Nous sommes en 1978 et Scorpions a déjà 5 albums à son actif. Bien que de qualité inégale, ils renferment cependant quelques perles. De plus, les 2 derniers en date, "Virgin Killer" et "Taken By Force" ont permis au groupe de franchir un nouveau palier et une tournée japonaise se prépare. Pourtant, Uli Jon Roth, le guitariste au bandanas, se sent à l’étroit au sein de Scorpions et rêve de nouveaux horizons plus psychédéliques. Il retarde cependant ses projets pour permettre à ses amis de réaliser ce périple au pays du soleil levant dont les retombées s’annoncent particulièrement importantes en terme de revenus financiers et de renommée internationale.
Autant dire que le monde musical peut lui brûler un cierge car, au delà des résultats envisagés, il va permettre la sortie d’un monument, à savoir ce "Tokyo Tapes" légendaire auquel nous allons nous intéresser.
Produit par le fidèle Dieter Dierks, ce live est le coffret de 2 diamants bruts : le jeu irréel et lumineux d’Uli Jon Roth et le chant d’un Klaus Meine au sommet de sa forme. En effet, même si leurs compagnons de jeu n’ont pas à rougir de leur prestation, les deux compagnons éclaboussent cet album de leur charisme et de leur technique sans faille. L’autre vedette de cet album, c’est le public japonais réactif et déchaîné. En même temps, il faudrait être inhumain pour rester de marbre à la prestation proposée. Celle-ci est à la fois variée et de qualité, et si les 5 albums sont représentés tout au long de la setlist, cette dernière est également agrémentée de surprises, alors que chaque version est sublimée par rapport à son pendant studio.
Et c’est par un "All Night Long" inédit et dernière composition de Roth pour Scorpions, que s’ouvre "Tokyo Tapes". Il est suivit par 2 titres de "Virgin Killer" ("Pictured Life" et "Backstage Queen") avec lesquels il forme une rafale hard-rock qui porte le public à ébullition. Mais que les plus jeunes ne se trompent pas. A l’époque, le hard-rock de Scorpions est psychédélique, Uli Jon Roth idolâtrant Hendrix, et cette composante prend toute son ampleur sur des pièces telles que "We’ll Burn The Sky" ou un "Fly To The Rainbow" amputé de sa première partie, mais utilisant "In Search Of The Peace Of Mind", monument de feeling et seul extrait de "Lonesome Crow", comme introduction. Encore un pur moment de magie qui se dispute la palme du genre avec la reprise du chant traditionnel japonais "Kojo No Tsuki", entamé à capella par Klaus Meine, prolongée par le public seul, et conclue par un solo déchirant du père Uli.
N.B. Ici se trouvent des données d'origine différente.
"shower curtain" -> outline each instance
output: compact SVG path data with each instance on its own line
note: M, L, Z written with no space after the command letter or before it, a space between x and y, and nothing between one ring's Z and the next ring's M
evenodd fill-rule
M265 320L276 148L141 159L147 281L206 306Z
Du côté des titres plus énergiques, nous retiendrons le percutant "He’s A Woman, She’s A Man" sur lequel Francis Buchholz est mis en valeur grâce à des passages à la limite du funk, et qui ouvre une série qui brûle tout sur son passage, avec, entre autres, le légendaire "Speedy’s Coming", et l’enchaînement de 2 classiques du rock, à savoir le "Hound Dog" d’Elvis et le "Long Tall Sally" de Little Richards. C’est sur un "Dark Lady", où Roth et Meine partagent le chant, que prend fin cette rafale jouissive et ceci, avant les rappels constitués par "Kojo No Tsuki" et par le très rock’n’roll "Robot Man" où Uli nous gratifie d’un dernier délire guitaristique.
Autant dire que vous ne verrez pas le temps passer tout au long de ces 17 titres. Ceci est d’ailleurs l’occasion de signaler la seule ombre à ce tableau idyllique. En effet, le format CD nous prive d’un 18ème titre, à savoir le fabuleux "Polar Night" qui s’est depuis retrouvé projeté en bonus de la réédition de "Taken By Force". Dommage car le morceau vaut son pesant d’or et perd un peu de sa magie en se retrouvant isolé du reste de l’album.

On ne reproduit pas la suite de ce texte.